La idea de gestar este proyecto nació cuando no se había ejecutado la reforma, por lo que prácticamente BN Fondos debió realizar un nuevo prospecto de inversión de acuerdo con los nuevos requerimientos del fondo de proyectos.

Esa labor tardó un año y el proyecto se presentó a Sugeval en junio de este 2017.

Al término de ese mes, Sugeval aprobó la apertura de este fondo por un monto de $45 millones, un vencimiento a ocho años plazo contados a partir de la primera emisión y un máximo de tres años para colocar la cifra autorizada.

Sobre la experiencia en la utilización de la herramienta, Pablo Montes de Oca, gerente de BN Fondos, explicó que la normativa es muy buena pero hay oportunidad de mejora.

Antes del cambio normativo, se presentaba un prospecto a la Sugeval con información general.

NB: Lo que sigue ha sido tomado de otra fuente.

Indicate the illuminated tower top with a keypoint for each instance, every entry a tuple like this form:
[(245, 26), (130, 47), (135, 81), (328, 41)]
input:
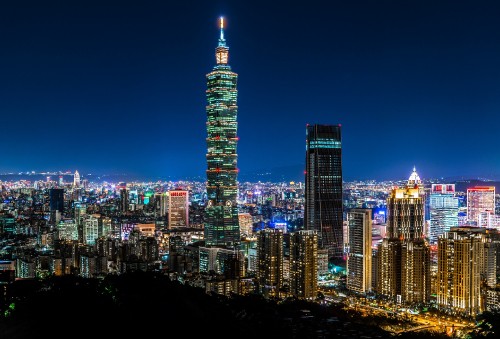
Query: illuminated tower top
[(222, 51)]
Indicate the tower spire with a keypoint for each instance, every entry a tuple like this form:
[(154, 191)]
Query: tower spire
[(221, 28), (222, 51)]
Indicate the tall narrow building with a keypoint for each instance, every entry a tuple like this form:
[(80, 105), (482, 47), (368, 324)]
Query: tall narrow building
[(403, 257), (304, 264), (76, 179), (359, 257), (443, 210), (460, 263), (270, 262), (323, 192), (480, 200), (222, 226), (178, 209)]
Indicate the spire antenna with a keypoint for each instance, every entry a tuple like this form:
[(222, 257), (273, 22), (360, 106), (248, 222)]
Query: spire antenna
[(222, 28)]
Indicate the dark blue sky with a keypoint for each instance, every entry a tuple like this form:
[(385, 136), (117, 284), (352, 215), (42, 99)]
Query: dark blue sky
[(119, 87)]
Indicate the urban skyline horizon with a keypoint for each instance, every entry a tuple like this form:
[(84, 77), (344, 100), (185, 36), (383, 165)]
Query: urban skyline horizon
[(384, 81), (253, 176)]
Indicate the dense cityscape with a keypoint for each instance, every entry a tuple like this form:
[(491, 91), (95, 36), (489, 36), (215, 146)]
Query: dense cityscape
[(367, 259)]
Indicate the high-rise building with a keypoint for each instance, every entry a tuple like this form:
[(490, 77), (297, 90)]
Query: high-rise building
[(90, 229), (323, 190), (76, 179), (222, 227), (443, 210), (246, 224), (178, 208), (359, 255), (403, 257), (161, 204), (270, 262), (124, 199), (56, 198), (480, 199), (415, 271), (304, 264), (460, 258), (405, 214)]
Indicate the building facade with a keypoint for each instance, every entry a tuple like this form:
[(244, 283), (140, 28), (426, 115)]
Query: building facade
[(323, 187), (270, 262), (178, 208), (221, 226), (403, 257), (443, 210), (304, 264), (480, 199), (359, 255)]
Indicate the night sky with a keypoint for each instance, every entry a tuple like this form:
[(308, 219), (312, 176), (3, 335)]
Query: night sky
[(119, 87)]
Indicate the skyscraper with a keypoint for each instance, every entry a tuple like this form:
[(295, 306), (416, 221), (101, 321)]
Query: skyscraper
[(178, 208), (323, 192), (460, 264), (403, 258), (76, 179), (304, 264), (443, 210), (270, 261), (359, 257), (480, 199), (222, 227), (56, 198)]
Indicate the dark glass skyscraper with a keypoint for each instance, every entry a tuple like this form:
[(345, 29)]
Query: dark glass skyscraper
[(222, 227), (323, 178)]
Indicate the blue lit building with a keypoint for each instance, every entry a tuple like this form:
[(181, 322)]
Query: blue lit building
[(443, 206)]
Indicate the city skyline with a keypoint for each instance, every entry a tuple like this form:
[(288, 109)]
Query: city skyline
[(103, 87)]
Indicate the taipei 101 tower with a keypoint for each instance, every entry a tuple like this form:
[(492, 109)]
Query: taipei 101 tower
[(221, 225)]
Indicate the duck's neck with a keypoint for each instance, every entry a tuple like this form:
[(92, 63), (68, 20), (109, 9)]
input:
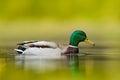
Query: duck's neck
[(74, 42)]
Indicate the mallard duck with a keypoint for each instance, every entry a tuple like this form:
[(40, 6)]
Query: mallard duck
[(52, 48)]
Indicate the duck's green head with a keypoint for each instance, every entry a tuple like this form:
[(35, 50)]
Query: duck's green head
[(79, 36)]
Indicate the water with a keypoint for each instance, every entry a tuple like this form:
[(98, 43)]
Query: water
[(93, 64)]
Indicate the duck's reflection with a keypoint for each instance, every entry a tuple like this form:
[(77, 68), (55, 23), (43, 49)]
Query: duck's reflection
[(70, 62)]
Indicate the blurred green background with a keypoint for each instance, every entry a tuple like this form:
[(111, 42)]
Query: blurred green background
[(54, 20)]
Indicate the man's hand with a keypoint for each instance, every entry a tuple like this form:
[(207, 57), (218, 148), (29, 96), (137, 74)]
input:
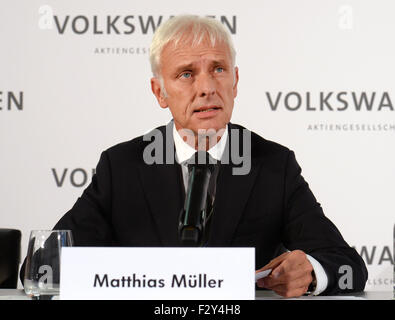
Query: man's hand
[(290, 276)]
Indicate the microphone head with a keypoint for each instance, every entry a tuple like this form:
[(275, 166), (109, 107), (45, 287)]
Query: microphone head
[(202, 159)]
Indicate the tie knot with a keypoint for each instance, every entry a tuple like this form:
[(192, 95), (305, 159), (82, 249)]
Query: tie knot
[(200, 159)]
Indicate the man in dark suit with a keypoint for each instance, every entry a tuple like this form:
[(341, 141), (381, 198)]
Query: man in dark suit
[(137, 193)]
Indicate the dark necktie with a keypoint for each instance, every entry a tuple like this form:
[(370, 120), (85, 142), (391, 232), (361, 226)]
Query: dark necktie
[(203, 158)]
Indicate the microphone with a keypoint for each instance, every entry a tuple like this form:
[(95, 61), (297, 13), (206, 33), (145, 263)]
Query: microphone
[(193, 216)]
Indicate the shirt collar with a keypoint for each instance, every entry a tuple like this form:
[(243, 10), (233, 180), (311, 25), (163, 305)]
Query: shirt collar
[(184, 151)]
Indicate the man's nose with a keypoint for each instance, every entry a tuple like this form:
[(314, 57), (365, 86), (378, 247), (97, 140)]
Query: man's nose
[(205, 85)]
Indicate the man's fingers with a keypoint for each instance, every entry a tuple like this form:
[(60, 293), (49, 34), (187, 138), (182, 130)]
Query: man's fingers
[(292, 293), (283, 278), (275, 262), (295, 283)]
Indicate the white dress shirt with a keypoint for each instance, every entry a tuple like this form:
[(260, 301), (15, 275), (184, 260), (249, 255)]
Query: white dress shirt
[(184, 152)]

Ahora, se debe incluir el detalle del proyecto, con la limitante de que el fondo de inversión todavía no existe jurídicamente, por lo que se complica suscribir contratos con posibles proveedores.

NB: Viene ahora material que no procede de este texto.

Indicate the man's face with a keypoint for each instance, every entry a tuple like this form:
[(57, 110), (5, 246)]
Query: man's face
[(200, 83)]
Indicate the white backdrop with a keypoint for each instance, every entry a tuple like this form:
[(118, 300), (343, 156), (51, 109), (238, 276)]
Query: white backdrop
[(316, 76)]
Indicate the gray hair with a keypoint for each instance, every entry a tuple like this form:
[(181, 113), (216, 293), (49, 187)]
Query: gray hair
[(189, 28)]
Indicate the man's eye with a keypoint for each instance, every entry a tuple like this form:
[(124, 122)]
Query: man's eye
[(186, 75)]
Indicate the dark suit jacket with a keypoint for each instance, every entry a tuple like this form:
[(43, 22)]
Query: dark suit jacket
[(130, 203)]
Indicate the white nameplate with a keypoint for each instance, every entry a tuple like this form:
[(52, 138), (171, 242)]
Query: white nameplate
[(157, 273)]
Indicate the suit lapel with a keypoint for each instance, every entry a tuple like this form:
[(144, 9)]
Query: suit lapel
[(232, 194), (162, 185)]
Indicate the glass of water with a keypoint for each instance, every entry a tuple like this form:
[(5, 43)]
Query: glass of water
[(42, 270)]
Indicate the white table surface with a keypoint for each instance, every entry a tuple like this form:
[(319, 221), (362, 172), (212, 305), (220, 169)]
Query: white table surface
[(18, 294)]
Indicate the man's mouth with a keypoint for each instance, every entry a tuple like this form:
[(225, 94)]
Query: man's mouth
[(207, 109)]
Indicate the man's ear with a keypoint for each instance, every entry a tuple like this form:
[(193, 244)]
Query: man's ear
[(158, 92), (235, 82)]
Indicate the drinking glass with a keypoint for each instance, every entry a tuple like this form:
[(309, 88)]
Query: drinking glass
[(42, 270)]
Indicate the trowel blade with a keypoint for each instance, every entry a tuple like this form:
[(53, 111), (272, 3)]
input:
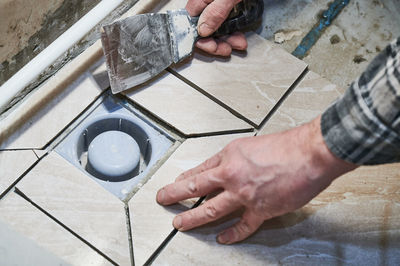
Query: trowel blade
[(136, 49), (140, 47)]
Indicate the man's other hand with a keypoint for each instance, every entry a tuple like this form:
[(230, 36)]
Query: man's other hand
[(268, 176), (213, 14)]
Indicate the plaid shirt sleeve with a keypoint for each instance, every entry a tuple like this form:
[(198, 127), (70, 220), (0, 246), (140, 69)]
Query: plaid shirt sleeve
[(363, 126)]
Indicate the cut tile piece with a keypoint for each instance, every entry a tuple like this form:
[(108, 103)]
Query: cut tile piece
[(150, 222), (81, 204), (184, 108), (56, 112), (12, 165), (250, 83), (309, 99), (29, 237), (356, 221)]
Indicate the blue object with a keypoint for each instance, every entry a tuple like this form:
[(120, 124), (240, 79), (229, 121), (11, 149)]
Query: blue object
[(114, 154), (312, 37)]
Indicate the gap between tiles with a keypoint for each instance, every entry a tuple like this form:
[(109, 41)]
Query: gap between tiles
[(283, 98), (130, 238), (77, 118), (25, 197), (21, 176), (170, 236), (165, 125), (211, 97)]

“Es un desafío para los estructuradores, de cómo negociar si el fondo no existe”, añadió.

Más allá de esta dificultad, la figura aportó cambios importantes a favor del mercado.

El monto mínimo de inversión pasó de $50.000 a $1.000, lo que abrió las puertas a más inversionistas, aunque siempre bajo cierto perfil de manejo de riesgo.

A futuro, el instrumento se ve como una buena opción para también desarrollar centros educativos y hospitalarios, así como centros de atención de instituciones como el Instituto Nacional de la Mujer (Inamu), por ejemplo.

Eduardo Prado, gerente del BCCR, explicó que la institución eligió esta figura porque el producto se alinea a sus objetivos.

El Fondo asume los riesgos legales y no el BCCR, además, el Central puede arrendar antes de ejecutar una opción de compra, por lo que no asume los riesgos del periodo de construcción.

Cuando el edificio esté listo, inicia el alquiler con opción de compra. Así, el BCCR pagará un monto de $395.833 por mes de alquiler, por cinco años, pero podrá comprarlo cuando lo requiera.

Durante ese periodo, el Fondo se encargará de darle mantenimiento al edificio aunque el BCCR deberá sufragar esos gastos.

Si el Central decide comprar el edificio, cuenta con el avalúo del Ministerio de Hacienda, pero debe pasar el filtro de la Contraloría General de la República.

Respecto al financiamiento, el valor del edificio (los $43,1 millones) será cubierto mediante la colocación de participaciones en el mercado y se podrá complementar hasta en un 60% con financiamiento.

Sin embargo, Montes de Oca explicó que la estructuración prevista es que se ejecutará 50% mediante la colocación de participaciones y la otra mitad a través de algún crédito.

El fondo ya realizó su primera emisión por un monto total asignado de $225.000, dinero que servirá para comprar el terreno y con todos los permisos se elegirá a la empresa constructora.

El tracto más grande (de la emisión) se captará luego y la construcción arrancaría días después, dijo Montes de Oca.

Se prevé que en los cinco meses posteriores al inicio de la construcción, se agota el dinero de las participaciones y se procedería a obtener el crédito.